Downloading XML Sitemaps in Bulk
This tutorial assumes that the sitemaps you want are neatly organized in a Sitemap Index. If not, do that first. The second prerequisite is to have a bulk-download browser extension. I use one called Simple Mass Downloader for Chrome. Once that’s all straightened out, navigate to the sitemap index URL and do the following.
- Open Simple Mass Downloader and click Load Page Links
- Click File name to bulk-select the XML sitemaps
- Click the plus sign at the bottom to add files to the passive queue
At this point, it might be helpful to update your browser’s download settings. Typically, I keep my browser set to the default download directory, and I have to approve every download. When I download sitemaps, I change the default download folder to a custom destination and untick Ask where to save each file before downloading. Otherwise, I have to approve every single download which sucks.
Don’t forget to undo this settin after your download is done.
- Click Start Selected and all of the files are dumped into your default downloads folder.
Loading Bulk Sitemaps into Excel
If you don’t have Power Query Editor for Excel, you’ll need to download and install it. If you don’t have a PC, you’re not out of luck. Run Windows on a virtual machine and do all of this fancy stuff in there.
- Click Get Data > From File > From Folder
- Browse to the folder where you downloaded the XML sitemaps and click OK.
- The next screen shows structured data for every file in your chosen folder. Click Edit.
- Click the two down-arrows next to the Content column to combine all of the sitemap data into one set.
- In the Combine Files screen, click url to load the data into the preview window.

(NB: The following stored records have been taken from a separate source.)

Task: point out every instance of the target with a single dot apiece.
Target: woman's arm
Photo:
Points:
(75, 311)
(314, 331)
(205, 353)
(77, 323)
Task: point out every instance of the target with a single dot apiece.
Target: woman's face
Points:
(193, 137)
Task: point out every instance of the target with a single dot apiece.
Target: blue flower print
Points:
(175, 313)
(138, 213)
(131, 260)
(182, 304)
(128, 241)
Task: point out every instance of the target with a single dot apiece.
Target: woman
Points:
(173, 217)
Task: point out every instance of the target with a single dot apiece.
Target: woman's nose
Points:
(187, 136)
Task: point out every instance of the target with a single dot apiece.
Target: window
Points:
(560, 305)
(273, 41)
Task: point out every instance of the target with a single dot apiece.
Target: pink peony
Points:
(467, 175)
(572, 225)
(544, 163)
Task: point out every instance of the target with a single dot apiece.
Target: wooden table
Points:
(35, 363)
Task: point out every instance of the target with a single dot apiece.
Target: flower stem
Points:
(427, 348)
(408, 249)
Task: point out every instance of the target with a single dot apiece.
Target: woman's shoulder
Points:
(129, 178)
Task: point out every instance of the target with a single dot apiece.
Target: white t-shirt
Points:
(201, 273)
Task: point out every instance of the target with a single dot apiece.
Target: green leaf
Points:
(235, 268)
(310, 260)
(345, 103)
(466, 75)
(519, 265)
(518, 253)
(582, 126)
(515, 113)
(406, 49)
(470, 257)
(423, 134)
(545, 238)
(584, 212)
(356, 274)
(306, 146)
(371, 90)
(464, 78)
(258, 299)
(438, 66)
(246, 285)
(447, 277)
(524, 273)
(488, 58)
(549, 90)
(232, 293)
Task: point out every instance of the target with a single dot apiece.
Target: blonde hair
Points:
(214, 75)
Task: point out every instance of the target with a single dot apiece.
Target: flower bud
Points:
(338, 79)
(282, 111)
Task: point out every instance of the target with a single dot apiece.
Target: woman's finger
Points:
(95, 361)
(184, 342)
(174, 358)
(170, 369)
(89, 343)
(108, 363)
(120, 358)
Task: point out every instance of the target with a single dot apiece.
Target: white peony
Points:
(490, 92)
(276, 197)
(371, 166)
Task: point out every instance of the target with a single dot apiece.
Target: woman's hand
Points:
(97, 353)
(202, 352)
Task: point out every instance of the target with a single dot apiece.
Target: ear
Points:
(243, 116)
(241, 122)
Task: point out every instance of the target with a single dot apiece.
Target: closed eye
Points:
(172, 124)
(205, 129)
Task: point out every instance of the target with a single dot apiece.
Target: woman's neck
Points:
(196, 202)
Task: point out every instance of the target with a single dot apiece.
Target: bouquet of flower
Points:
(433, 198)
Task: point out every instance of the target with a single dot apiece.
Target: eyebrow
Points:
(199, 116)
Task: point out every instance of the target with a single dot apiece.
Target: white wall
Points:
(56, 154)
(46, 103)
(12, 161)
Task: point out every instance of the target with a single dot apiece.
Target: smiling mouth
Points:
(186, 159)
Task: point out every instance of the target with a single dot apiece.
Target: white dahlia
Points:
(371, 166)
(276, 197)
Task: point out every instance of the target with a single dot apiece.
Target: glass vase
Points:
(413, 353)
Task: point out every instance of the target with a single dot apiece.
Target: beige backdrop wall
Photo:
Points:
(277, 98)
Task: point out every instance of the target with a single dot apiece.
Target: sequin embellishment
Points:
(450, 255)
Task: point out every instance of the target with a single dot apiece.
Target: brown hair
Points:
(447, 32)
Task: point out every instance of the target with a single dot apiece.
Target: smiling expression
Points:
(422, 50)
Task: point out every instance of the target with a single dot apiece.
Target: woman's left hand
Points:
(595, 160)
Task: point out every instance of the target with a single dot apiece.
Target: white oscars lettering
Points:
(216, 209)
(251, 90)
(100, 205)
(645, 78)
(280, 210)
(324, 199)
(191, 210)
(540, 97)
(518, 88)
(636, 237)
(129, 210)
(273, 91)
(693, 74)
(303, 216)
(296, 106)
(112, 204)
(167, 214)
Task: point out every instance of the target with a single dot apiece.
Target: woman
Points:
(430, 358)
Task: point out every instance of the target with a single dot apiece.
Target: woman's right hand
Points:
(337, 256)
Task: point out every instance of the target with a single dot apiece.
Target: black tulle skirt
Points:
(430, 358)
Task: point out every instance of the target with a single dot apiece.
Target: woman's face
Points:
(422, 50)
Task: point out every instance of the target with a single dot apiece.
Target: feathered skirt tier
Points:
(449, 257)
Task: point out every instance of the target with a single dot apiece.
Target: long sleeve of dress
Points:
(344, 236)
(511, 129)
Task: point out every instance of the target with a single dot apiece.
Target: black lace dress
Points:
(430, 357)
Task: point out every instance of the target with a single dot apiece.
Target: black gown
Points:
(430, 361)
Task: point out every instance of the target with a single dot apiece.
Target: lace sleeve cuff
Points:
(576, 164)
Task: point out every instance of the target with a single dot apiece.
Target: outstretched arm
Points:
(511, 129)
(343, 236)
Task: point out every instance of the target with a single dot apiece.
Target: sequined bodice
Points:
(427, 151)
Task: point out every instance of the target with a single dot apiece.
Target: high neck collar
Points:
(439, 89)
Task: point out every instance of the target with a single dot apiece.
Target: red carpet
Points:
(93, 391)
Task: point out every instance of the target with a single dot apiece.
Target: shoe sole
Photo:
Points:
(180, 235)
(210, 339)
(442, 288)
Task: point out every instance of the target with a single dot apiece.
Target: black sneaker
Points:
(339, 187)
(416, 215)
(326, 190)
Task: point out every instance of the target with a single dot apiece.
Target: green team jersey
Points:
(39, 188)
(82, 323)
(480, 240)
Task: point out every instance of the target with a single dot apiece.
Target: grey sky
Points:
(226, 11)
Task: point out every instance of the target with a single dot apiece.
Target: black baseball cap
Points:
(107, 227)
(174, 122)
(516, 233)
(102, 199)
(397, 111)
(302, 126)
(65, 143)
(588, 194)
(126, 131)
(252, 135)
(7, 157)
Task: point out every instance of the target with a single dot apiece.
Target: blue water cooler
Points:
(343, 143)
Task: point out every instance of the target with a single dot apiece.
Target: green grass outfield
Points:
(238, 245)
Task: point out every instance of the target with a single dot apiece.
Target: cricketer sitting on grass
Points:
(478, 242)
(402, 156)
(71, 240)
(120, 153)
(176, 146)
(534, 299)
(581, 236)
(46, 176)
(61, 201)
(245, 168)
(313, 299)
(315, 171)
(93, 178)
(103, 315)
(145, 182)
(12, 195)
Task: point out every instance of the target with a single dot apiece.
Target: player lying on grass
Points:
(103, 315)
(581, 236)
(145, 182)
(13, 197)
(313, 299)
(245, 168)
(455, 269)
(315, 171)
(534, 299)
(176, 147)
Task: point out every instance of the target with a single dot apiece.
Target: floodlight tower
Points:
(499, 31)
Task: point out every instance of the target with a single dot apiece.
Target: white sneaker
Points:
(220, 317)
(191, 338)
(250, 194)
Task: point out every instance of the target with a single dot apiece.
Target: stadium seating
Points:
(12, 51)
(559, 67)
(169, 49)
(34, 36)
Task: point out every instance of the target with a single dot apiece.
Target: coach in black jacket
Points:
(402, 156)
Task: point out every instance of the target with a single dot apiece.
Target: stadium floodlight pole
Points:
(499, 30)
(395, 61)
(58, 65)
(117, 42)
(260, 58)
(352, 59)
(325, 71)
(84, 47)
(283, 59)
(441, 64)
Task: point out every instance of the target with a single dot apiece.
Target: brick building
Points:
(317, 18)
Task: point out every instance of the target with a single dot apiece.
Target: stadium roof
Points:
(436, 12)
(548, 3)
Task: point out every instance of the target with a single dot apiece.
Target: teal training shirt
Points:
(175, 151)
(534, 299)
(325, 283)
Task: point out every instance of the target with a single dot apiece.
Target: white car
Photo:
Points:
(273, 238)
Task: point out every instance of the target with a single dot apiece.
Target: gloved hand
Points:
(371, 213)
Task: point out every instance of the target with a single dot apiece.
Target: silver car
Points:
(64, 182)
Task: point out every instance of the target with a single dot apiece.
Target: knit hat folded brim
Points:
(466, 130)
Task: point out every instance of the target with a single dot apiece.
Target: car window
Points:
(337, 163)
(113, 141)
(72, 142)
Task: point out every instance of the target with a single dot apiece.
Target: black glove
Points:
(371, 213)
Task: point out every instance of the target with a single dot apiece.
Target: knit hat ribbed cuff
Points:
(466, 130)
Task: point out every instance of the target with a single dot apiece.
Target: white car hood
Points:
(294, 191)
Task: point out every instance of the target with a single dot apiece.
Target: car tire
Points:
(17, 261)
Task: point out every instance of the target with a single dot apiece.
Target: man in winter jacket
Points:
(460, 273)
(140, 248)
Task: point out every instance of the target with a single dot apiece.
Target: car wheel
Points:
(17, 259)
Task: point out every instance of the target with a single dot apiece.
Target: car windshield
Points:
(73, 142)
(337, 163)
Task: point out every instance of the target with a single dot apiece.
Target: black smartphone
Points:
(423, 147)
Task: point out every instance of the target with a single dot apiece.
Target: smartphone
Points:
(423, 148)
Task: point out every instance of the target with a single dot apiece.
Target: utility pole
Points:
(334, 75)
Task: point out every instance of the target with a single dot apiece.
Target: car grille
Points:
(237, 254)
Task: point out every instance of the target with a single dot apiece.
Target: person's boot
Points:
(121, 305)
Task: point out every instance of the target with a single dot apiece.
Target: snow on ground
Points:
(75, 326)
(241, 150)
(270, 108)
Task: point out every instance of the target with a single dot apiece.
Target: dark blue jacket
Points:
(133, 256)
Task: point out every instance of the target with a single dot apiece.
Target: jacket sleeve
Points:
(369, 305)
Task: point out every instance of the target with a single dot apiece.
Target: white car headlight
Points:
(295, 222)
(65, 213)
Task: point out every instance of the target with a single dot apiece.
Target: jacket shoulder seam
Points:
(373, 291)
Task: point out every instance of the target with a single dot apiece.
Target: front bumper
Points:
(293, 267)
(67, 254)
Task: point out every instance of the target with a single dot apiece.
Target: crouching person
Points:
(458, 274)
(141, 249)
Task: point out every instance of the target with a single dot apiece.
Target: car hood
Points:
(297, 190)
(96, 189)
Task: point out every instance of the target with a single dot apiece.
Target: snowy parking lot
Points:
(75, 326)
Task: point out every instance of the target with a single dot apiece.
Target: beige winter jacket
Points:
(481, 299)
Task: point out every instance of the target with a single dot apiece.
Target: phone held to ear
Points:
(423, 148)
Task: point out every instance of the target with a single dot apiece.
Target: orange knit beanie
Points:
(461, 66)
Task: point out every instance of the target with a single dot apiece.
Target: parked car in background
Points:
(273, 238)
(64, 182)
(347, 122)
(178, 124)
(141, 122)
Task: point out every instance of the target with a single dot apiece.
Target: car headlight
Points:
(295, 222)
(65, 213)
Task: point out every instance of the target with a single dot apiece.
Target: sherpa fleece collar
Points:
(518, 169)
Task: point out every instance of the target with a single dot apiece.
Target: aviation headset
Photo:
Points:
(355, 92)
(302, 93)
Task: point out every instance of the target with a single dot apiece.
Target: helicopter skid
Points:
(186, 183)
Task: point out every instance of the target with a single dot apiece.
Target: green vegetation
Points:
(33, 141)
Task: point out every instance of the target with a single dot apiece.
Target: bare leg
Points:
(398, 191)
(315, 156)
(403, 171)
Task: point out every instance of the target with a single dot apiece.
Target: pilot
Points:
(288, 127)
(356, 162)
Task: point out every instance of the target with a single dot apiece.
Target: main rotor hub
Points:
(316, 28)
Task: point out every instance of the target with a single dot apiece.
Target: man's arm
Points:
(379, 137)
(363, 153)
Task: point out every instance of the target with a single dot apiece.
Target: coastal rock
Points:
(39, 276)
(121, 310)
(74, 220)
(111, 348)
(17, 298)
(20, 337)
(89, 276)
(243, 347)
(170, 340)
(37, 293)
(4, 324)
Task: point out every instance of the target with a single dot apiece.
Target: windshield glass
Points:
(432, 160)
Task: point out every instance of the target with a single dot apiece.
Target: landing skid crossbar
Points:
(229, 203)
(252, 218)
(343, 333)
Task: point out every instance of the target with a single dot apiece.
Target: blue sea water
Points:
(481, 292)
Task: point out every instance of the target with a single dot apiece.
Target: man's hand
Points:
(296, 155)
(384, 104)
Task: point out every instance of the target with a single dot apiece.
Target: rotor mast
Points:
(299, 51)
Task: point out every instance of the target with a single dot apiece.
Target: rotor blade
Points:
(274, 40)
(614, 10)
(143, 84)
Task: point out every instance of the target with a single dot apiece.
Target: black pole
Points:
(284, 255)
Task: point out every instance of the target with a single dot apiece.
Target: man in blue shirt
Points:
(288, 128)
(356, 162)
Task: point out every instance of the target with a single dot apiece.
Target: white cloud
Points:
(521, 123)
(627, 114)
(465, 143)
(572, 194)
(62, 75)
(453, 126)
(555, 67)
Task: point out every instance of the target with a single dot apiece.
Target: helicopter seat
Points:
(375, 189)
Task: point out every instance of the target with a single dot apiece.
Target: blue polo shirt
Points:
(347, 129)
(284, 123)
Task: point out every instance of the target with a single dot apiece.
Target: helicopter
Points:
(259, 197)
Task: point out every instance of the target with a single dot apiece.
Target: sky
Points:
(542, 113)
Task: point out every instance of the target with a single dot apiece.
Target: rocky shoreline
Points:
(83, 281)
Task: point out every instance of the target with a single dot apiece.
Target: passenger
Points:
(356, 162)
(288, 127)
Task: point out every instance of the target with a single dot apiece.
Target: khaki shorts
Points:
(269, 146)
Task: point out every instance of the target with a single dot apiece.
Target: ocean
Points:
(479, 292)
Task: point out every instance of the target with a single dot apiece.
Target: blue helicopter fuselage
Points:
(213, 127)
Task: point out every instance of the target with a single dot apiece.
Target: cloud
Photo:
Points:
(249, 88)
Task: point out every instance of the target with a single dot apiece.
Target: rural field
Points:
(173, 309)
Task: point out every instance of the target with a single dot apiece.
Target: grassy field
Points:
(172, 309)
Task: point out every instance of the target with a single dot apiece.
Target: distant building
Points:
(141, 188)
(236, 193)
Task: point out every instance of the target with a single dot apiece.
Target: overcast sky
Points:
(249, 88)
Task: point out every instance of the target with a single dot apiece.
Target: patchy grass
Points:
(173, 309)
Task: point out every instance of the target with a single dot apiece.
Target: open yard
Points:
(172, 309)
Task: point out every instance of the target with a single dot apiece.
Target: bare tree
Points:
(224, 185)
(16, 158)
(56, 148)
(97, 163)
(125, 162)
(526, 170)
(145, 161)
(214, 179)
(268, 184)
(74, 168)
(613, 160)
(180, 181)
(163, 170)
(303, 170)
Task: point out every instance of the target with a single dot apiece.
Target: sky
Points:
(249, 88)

If everything looks good, click OK.
- Now all of my sitemaps are parsed and laid-out in columns. I can do additional cleaning and structuring in here, but this is good for now. Click Close & Load > Close & Load To…
- In the Import Data screen, choose Only Create Connection and Add this to the Data Model.
This step stores the data instead of laying it out in one sheet. Excel limits the number of lines to just over 1 million, and some of my projects have a lot more URLs than that.
Now all of my sitemap data is parsed and ready to pivot into manageable chunks.